Es kam letztlich nicht zu einem wirklichen Kontakt noch zu einem ausführlichen Bericht. Über den Holocaust in reiner Chronisten-Manier etwas aufzuschreiben, war dem Angesprochenen unmöglich. Die ‚den überlebenden Juden auf der Seele brennenden Fragen von Schuld und Sühne, von Moral und Ethik ließen sich nicht in die Raster gewohnter Historie pressen.‘ [Joist Grolle, a. a. O., S. 59f.] Den Überlebenden der KZs fällt es bekanntlich bis heute schwer, mit ihren Kindern über die grauenvolle Zeit der Verfolgung und Vernichtung zu sprechen.

Noch weniger waren und sind natürlich die Täter, die aktiv an der Durchsetzung der NS-Herrschaft beteiligt gewesen waren, aber auch die Masse der Mitläufer, zu Äußerungen über ihre Beteiligung an der Nazi-Vergangenheit zu bewegen. Sie wollten, so hieß es, ‚die kritische Zeit nach Möglichkeit ganz aus ihrem Gedächtnis löschen‘. ‚Der unvermittelte Bruch zwischen dem Gestern und Heute, die schmerzhaften Risse in den Lebensgeschichten, die Spannung zwischen Opportunität und Erinnerung – all dies hat die notwendige Vergangenheitsarbeit belastet und schließlich scheitern lassen.‘ [Joist Grolle, a. a. O., S. 64.] Auch wenn es zahlreiche Filme und Vorträge über die Naziherrschaft gab, so wurde doch in den Familien meist geschwiegen, auch in den Schulen gab es kaum offene Gespräche.

Ein Mitläufer war auch Dr. K.D. Möller gewesen, dessen Auftragsarbeit ‚Das letzte Kapitel. Geschichte der Kapitulation Hamburgs‘ erst gelobt und unterstützt, dann als Rechtfertigung des Gauleiters Kaufmann und anderer Nazis verstanden und abgelehnt wurde. Sowohl er wie seine Arbeit wurden zu einem Politikum, an dem große Teile der Stadt Hamburgs teilnahmen. Möller berichtete aus der Sicht des Mitläufers, der selbst dem Irrtum zeitweilig verfallen war, diesen aber als solchen mittlerweile erkannt hatte. Er versuchte, sich aufrichtig mit der Realität der Nazizeit, eben auch mit der eigenen Vergangenheit, auseinanderzusetzen und sie besser zu verstehen. Wenn man will, kann man das auch als Trauerarbeit bezeichnen, die aber offenbar damals von niemandem gewollt und von keinem der Kontrahenten als notwendige und heilende Schuldverarbeitung verstanden wurde.

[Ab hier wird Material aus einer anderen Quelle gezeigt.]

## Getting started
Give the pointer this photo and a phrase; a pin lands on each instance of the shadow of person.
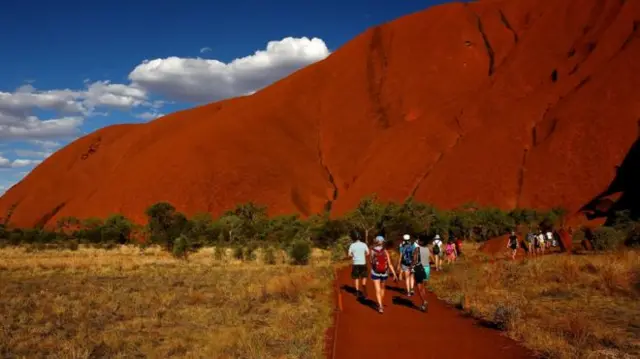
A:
(398, 300)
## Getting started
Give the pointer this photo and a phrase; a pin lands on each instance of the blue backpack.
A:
(407, 254)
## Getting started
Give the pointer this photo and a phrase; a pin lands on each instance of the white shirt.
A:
(359, 251)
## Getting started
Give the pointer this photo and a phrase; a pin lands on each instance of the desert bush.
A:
(300, 252)
(506, 316)
(238, 253)
(607, 238)
(180, 247)
(219, 253)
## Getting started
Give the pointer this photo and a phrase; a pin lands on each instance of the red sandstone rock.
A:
(526, 103)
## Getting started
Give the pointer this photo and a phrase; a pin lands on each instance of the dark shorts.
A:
(422, 274)
(358, 271)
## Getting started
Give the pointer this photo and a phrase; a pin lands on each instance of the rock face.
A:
(529, 103)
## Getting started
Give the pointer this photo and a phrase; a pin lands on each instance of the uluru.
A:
(508, 103)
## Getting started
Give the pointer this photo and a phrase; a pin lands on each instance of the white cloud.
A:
(16, 108)
(32, 153)
(205, 80)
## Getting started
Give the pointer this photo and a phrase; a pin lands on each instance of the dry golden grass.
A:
(94, 303)
(560, 306)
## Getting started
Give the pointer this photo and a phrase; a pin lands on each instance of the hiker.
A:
(404, 262)
(512, 244)
(437, 252)
(422, 269)
(450, 252)
(540, 242)
(550, 240)
(530, 239)
(359, 251)
(380, 267)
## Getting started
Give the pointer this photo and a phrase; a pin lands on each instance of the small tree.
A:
(368, 216)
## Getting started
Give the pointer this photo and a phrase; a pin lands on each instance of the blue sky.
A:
(69, 67)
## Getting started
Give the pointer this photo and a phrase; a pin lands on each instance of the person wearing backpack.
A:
(405, 262)
(450, 252)
(422, 269)
(359, 251)
(530, 239)
(437, 252)
(380, 267)
(512, 244)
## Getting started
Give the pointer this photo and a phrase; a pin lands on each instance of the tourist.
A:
(437, 252)
(422, 270)
(512, 244)
(404, 262)
(359, 251)
(540, 242)
(530, 239)
(450, 252)
(380, 267)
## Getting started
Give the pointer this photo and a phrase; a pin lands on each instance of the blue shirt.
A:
(359, 251)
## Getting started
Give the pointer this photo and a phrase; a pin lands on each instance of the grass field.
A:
(123, 303)
(580, 306)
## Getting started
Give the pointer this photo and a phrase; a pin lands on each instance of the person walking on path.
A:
(512, 244)
(405, 262)
(450, 251)
(422, 270)
(359, 251)
(437, 252)
(380, 266)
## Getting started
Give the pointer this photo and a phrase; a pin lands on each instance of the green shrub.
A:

Stehen wir solchen Prozessen der schmerzlichen Erinnerungsarbeit mittlerweile offener und einfühlender gegenüber? Ertragen wir es, uns mit unserer Schuld – auch wenn es für die meisten nur noch eine historische Schuld ist – ohne Selbstidealisierung, ohne Abwehr und Verleugnung zu konfrontieren? Indem Möllers Versuch einer aufrichtigen, wenn auch oft unbeholfenen und ungenügend informierten Auseinandersetzung mit der unmittelbaren Vergangenheit Hamburgs und seinem eigenen Mitläufertum so radikal abgelehnt wurde und zu seiner Entlassung führte, wurde damit einer der vielen Anfänge gesetzt für ein kollektives Beschweigen, für das Entstehen einer Lebenslüge, die mit untergründigem Selbsthass verbunden ist, der wiederum danach drängt, ein Objekt in der Außenwelt zu finden, auf das er seinen Hass verschieben kann.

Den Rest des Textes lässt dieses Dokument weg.